Indian Eggplant Salad
Indian Eggplant Salad
A salad packed with flavours by Justine Schofield from Everyday Gourmet
  • Difficulty Level Easy
  • Technique Tossing
  • Cooking Time 30 minutes
  • Yield 4 servings
  • Naan bread flatbread, cut into chunks
  • 1 large eggplant, cut into 3 cm cubes
  • 2 tablespoons vegetable oil
  • 1 teaspoon cumin seeds, lightly toasted
  • 1 teaspoon garam masala, lightly toasted
  • ½ bunch coriander, washed and roughly chopped
  • ½ bunch mint, washed and roughly chopped
  • 1 can chickpeas, drained and rinsed
  • ½ red onion, finely sliced
  • ¼ cup Greek yoghurt
  • 1 long green chilli
  • 1 tablespoon mango chutney
  • Juice ½ lemon
  1. Preheat the oven to 180C.
  2. Place the eggplant, naan, oil and spices and salt into a bowl and toss.

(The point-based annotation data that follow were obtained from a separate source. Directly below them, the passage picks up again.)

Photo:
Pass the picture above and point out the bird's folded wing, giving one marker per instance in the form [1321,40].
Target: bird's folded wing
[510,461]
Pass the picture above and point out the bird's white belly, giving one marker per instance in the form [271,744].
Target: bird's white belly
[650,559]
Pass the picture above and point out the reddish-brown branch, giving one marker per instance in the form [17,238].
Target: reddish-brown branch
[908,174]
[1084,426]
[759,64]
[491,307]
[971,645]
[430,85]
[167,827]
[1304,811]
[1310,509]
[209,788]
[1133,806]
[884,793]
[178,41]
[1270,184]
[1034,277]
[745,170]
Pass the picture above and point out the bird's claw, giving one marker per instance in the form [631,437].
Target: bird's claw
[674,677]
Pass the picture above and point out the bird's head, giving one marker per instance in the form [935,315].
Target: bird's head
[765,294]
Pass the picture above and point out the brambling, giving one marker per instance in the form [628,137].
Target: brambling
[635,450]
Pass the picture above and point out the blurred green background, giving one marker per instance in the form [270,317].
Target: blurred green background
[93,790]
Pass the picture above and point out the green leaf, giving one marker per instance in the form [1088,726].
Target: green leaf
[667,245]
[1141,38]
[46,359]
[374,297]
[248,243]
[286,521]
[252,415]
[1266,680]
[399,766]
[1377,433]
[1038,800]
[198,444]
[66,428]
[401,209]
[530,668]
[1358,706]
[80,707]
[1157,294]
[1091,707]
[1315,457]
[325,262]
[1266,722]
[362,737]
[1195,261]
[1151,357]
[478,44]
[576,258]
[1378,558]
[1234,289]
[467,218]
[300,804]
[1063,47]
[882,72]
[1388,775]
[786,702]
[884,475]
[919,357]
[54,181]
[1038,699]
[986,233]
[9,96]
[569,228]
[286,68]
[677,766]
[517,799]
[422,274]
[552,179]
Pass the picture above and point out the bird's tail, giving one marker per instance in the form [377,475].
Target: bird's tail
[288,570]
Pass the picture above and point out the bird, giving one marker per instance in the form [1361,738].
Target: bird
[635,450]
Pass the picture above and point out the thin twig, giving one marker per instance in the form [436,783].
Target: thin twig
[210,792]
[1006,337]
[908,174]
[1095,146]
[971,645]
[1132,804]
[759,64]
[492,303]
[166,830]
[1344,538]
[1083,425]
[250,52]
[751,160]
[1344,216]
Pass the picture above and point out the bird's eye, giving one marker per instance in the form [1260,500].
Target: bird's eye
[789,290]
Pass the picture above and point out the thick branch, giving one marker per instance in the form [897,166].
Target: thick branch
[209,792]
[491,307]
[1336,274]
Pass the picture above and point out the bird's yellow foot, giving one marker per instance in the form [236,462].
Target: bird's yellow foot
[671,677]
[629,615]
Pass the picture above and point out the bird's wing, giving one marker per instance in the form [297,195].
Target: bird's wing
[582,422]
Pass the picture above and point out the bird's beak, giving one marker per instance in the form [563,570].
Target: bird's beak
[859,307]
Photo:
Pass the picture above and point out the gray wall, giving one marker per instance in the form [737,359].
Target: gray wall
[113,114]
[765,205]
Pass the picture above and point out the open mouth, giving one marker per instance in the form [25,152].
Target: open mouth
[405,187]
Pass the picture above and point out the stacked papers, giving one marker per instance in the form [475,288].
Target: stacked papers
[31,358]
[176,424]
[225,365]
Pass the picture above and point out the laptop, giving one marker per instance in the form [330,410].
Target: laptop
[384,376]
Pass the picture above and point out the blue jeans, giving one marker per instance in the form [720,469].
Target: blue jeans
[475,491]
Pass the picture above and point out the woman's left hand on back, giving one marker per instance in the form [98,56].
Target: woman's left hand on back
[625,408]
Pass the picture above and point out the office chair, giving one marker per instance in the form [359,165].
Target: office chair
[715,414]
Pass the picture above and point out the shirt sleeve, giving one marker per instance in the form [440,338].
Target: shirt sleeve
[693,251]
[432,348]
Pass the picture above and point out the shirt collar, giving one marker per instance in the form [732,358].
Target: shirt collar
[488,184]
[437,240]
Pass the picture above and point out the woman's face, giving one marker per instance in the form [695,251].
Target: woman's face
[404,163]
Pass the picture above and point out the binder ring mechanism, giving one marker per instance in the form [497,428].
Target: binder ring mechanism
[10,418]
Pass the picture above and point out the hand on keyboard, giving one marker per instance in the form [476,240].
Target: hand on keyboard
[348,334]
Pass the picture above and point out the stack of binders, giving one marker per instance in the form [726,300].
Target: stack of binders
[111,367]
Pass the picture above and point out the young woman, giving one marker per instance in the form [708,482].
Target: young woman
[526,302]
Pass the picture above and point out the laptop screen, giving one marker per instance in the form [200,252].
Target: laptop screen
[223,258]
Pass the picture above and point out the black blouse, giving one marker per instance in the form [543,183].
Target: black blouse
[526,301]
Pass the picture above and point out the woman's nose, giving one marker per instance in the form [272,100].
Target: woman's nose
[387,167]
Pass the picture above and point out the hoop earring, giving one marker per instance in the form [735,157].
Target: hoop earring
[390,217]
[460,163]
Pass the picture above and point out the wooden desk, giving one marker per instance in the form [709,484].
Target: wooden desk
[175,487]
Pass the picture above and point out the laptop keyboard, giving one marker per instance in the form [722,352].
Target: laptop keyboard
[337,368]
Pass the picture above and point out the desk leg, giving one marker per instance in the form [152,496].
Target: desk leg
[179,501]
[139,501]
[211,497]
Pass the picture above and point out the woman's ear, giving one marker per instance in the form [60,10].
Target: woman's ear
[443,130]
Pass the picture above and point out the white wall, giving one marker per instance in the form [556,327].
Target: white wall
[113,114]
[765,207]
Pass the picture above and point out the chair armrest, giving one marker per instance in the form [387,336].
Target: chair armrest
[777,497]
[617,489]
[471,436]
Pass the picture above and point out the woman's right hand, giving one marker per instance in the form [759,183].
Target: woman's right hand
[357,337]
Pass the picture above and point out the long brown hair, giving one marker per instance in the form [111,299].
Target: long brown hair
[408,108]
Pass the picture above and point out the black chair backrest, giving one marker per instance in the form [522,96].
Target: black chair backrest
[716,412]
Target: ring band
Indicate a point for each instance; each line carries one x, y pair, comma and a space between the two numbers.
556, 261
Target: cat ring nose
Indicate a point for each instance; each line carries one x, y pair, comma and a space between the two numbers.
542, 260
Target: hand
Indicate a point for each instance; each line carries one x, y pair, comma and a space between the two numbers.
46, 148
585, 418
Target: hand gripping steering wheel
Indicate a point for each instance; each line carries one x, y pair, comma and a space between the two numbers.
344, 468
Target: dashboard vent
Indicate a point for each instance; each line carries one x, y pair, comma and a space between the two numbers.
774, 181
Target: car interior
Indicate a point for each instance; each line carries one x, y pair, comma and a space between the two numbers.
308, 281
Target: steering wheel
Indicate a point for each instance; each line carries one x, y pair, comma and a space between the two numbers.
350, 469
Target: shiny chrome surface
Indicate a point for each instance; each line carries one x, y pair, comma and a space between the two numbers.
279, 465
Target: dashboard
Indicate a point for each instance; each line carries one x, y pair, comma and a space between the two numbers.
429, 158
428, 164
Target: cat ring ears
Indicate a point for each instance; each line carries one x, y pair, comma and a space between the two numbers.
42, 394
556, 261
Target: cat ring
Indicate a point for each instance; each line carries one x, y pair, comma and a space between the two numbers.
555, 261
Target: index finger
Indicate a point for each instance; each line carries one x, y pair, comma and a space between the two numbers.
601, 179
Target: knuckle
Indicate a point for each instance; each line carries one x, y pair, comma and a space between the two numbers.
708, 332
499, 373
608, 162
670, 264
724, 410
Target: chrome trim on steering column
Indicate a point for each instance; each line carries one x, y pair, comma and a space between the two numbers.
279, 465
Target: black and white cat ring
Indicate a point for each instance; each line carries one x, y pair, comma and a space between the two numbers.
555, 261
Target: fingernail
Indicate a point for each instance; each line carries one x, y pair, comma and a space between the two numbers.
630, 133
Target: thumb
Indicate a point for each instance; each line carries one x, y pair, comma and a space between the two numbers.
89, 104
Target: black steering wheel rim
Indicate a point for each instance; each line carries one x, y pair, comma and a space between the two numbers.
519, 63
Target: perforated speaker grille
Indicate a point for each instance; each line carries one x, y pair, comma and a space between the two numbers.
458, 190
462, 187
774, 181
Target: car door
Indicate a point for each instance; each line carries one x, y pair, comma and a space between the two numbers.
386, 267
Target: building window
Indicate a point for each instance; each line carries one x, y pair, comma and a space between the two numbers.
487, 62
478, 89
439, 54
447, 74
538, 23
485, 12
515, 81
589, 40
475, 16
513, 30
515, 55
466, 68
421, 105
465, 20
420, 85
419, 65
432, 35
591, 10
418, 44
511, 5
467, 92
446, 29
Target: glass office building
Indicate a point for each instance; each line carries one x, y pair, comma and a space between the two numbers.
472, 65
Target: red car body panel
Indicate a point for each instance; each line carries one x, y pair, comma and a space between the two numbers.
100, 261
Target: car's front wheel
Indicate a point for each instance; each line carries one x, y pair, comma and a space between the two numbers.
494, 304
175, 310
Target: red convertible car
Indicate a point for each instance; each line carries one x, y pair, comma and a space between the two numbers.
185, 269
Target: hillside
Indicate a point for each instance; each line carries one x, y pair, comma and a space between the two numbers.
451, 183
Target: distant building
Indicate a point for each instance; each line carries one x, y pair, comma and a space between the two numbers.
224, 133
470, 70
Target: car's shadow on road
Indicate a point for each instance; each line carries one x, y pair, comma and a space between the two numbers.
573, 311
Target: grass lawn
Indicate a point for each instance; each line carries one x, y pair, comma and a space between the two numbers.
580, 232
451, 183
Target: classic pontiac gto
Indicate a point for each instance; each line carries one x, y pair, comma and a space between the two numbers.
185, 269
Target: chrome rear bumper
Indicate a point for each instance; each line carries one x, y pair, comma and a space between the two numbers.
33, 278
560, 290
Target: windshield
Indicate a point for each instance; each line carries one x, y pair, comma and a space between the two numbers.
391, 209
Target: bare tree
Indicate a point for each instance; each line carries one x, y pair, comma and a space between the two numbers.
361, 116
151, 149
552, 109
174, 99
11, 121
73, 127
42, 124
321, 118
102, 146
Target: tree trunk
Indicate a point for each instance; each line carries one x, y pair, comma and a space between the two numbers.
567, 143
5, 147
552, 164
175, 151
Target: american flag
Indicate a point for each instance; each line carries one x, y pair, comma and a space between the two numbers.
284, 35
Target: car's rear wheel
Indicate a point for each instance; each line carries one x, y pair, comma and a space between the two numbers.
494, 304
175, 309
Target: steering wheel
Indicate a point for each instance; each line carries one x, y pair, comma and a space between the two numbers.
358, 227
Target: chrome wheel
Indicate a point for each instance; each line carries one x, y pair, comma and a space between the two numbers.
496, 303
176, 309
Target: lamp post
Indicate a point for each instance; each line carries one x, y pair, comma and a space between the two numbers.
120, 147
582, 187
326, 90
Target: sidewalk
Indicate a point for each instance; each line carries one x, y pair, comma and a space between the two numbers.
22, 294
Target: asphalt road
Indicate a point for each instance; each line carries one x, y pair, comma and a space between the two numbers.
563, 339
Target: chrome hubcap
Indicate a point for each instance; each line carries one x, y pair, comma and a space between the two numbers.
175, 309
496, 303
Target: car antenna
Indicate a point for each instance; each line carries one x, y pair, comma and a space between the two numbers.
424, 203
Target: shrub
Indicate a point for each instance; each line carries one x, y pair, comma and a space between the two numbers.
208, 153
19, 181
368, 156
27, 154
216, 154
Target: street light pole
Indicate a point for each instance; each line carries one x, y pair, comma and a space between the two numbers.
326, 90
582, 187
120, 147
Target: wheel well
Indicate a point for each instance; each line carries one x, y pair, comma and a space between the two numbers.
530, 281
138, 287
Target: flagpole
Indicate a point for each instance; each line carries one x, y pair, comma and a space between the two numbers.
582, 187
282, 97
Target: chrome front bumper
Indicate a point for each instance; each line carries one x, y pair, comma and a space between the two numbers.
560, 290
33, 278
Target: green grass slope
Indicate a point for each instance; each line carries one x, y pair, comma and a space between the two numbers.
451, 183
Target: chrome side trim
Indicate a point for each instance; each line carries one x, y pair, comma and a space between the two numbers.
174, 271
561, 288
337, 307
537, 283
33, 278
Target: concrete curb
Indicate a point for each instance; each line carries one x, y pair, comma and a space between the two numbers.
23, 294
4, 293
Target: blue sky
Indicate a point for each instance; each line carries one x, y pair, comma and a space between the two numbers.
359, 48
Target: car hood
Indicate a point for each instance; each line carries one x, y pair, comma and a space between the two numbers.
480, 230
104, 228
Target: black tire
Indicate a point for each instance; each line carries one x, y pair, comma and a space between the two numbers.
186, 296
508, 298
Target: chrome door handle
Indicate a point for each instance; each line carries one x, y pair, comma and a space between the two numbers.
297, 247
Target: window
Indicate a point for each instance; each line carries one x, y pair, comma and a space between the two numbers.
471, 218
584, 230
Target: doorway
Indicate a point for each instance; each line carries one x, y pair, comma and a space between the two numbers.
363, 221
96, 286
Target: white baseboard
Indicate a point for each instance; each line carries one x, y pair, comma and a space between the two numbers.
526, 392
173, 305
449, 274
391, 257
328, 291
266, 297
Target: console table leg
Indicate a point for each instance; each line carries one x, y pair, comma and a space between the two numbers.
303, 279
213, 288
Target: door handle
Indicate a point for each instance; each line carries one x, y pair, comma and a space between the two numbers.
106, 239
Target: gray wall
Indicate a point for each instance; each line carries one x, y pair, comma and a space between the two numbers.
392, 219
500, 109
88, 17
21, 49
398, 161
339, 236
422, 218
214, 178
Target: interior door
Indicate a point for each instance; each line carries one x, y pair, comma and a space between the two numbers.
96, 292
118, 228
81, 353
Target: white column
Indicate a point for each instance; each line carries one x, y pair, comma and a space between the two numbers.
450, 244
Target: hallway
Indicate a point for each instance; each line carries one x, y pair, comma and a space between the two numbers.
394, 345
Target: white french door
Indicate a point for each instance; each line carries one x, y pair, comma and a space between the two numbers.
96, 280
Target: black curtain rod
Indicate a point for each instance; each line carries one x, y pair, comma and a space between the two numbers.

Scatter on a lined baking tray and roast in the oven for 20 minutes. Remove from the oven and cool slightly.
  3. In a small food processor blitz the yoghurt, chilli, mango chutney and lemon juice.
  4. In a large bowl toss the eggplant, naan, herbs, chickpeas and onion. Pour over the sauce and toss again before serving.